I am accustomed to squint on eastward morning drives, but today the sun’s glare is diffused by a few stratus clouds. I can still track its otherwise invisible climb, though, as it illuminates the clouds’ crystals of ice in a blindingly garish display of refraction. The illuminated area of the sky is too bright to stare at, irregularly shaped, and about 3 degrees (6 moon-widths) across. I assume the sun is directly behind it. But refraction usually doesn’t work that way. (Think of viewing a fish at an angle through the surface of a pond.) So I should not be surprised, but I am, when I notice the sun’s much dimmer but clearly defined pale disk—exactly the same size as a full moon—filter through the slightly darker region of clouds a little higher than the shimmering, refracting, glaring patch which originally arrested my vision.

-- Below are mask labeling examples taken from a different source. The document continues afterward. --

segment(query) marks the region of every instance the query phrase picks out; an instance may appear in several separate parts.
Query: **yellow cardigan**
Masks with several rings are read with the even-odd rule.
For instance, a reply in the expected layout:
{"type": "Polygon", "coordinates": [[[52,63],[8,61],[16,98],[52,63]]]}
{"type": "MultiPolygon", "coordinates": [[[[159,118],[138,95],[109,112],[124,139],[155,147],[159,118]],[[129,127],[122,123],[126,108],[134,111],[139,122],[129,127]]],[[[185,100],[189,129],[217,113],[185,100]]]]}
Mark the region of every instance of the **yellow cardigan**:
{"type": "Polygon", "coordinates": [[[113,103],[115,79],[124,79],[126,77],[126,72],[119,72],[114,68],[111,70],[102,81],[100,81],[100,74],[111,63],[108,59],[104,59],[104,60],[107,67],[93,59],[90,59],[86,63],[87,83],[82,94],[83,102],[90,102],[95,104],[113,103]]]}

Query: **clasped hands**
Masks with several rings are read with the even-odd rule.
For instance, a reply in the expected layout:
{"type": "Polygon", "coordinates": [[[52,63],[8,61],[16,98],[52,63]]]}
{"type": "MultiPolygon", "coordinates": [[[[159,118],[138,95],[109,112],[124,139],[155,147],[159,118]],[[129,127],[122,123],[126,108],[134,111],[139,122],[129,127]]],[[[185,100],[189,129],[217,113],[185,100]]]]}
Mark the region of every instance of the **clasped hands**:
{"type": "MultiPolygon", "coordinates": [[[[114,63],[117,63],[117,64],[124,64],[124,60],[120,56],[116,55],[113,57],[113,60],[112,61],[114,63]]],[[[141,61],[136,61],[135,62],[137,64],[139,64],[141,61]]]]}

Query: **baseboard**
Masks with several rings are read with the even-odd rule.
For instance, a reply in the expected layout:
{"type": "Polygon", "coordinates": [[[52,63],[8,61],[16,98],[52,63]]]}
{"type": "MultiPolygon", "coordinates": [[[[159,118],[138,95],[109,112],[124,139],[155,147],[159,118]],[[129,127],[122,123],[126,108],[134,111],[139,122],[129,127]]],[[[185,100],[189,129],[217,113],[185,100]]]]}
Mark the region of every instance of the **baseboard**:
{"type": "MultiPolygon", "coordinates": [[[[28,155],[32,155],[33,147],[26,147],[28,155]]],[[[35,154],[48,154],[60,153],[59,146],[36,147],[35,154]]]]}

“Lord, you have been our dwelling place in all generations. Before the mountains were brought forth, or ever you had formed the earth and the world, from everlasting to everlasting you are God” (Psalm 90). Moses uses mountains and the earth itself as diminutive, temporal foils against God’s eternity. The things of creation are so plainly visible that they can sometimes hide what they ought to remind us of. In scripture, golden calves, rooftop baths, attacking armies, even ordained feasts and sacrifices can be glaring distractions from the God ruling above and behind them all.

A few minutes further into my drive and the clouds have vanished. All that remains beyond clear blue sky is the sun, so bright now that it is impossible to look directly at it. Of course, the sun did not change. The clouds changed. My focus changed. But the sun is exactly as it was—exactly as it will be when mountains and mighty men have evaporated into clear sky.

This week, may we remember the ruling light above and beyond every wispy refraction, regardless of the glare—the light that will still shine even when the sun itself has vanished.